Mrs. Chudleigh gave him a gracious smile. "I've lost my enthusiasm for dancing and need a rest now and then. Besides, I like a talk with interesting people."
"That's a thing I'm seldom credited with being. You're making fun of me."
"Far from it," she assured him. "If you are very modest, I'll confess that your knowing places and people I've seen in past days enhances the interest. Were you long in India?"

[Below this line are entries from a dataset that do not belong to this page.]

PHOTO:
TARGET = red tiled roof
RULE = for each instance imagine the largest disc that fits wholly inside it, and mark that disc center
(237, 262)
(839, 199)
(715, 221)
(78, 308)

"Three years. In some respects, I was sorry to leave, but the doctors decided it would be twelve months before I was fit for work again, and I felt very much at a loose end when I got home. I can't dance, I can't ride, and I mustn't walk far; in fact, there seems to be nothing that I am allowed to do. I'd have found my helplessness harder only that you have taken pity on me."
"But you are getting stronger; I've noticed a marked improvement, since I came. But we were speaking of India. You were on the North-West frontier, were you not?"
"Yes," he said and looked round as a man passed the window. "Who's that? I've seen most of Lucy's neighbours, but I don't know him."
The man moved into the light and stood gazing towards them absent-mindedly, as if thinking of something. Walters noticed his white hair and thin face, the keenness of his blue eyes, the firmness of his mouth, and the erectness of his figure.
"That is Colonel Challoner," Mrs. Chudleigh replied.